Create decadent texture and tastes as you learn how to make French pastries, guided by expert pastry chef Colette Christian! Discover pâte à choux, the only pastry dough cooked on the stovetop, and learn to hand pipe it into perfect éclairs and cream puffs. Whip up luscious vanilla pastry cream, chocolate ganache and Chantilly cream, and transform pâte sucrée into an incredible tarte aux fruits and a poached pear and almond cream tart. Plus, make phenomenally flaky puff pastry with step-by-step guidance from Colette, and turn it into exquisite palmiers, addictive cheese straws and a flavorful apple tarte tatin complete with homemade caramel. Once you've mastered these elemental doughs and techniques, combine your new skills to create your grand finale: a Gâteau St. Honoré complete with spun sugar topping!

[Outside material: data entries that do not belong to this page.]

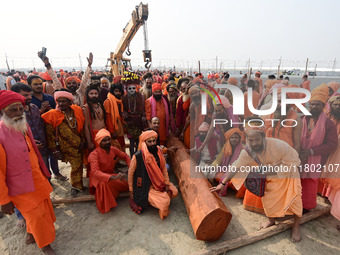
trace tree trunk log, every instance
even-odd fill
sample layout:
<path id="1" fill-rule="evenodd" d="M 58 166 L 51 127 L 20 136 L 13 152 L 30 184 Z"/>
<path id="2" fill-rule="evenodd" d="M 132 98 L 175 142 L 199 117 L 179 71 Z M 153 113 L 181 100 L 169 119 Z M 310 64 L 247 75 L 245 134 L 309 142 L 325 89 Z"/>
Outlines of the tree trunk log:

Meet pastry chef Colette Christian and learn three building blocks of French pastry: vanilla pastry cream, crème Chantilly and chocolate ganache.
Pâte à choux is a fundamental pastry dough for eclairs, cream puffs and gougères. It's the only dough we'll make on the stovetop.
Turn your pâte à choux shells into delicious confections with the additions of vanilla cream filling, crème Chantilly and chocolate ganache glaze.